During the service, Julia Warnes, who has been the driving force behind our efforts, gave a resume of what we had done through the year to raise not just money but also awareness and understanding of autism. These included a sponsored run by one of our members, an auction of promises, a plant sale, the collection of 20p pieces and the very successful Autism Awareness Day back in the spring, when we all learned such a lot about this condition and the ways it can affect people and their families.
Autism Anglia used the money we raised to help equip a new Study Centre for adults with autism, in Dereham, and three members of our church were welcomed to the Centre’s official opening on 8th October. The ceremony was performed by children’s author and founder of Bewilderwood Adventure Park Tom Blofeld. Tom’s little boy is autistic and he said how much it meant to him as a parent to know that support and appropriate facilities will be there for Rufus as he grows up and enters the very bewildering world of adulthood. As an employer, he pledged to look favourably on job applicants with autism, recognising that they make “poor interviewees but wonderful employees.”

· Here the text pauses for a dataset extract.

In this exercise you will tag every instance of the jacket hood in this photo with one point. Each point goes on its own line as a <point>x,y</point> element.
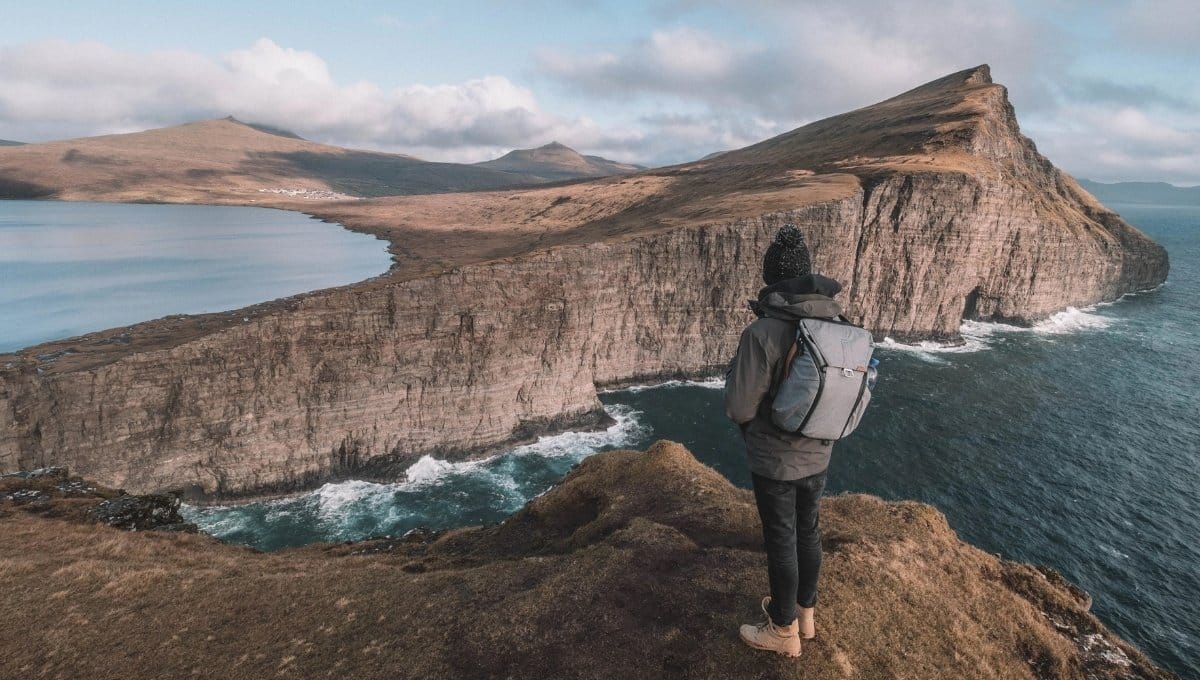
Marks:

The Study Centre, converted industrial units, is very light and spacious. It includes an IT room, two art rooms, a base for the horticulture team, a kitchen and dining area, gym and sensory room. It is already being used and much appreciated, providing a settled and quiet environment, a place to learn skills and build self-confidence and a stepping stone to accessing services in the wider community. It is planned that up to 30 adults with autism will be able to use the facilities each working day. It is the first such centre in Norfolk and is open to all who can travel to Dereham.
The contribution of Hunstanton people in making this possible is very greatly appreciated.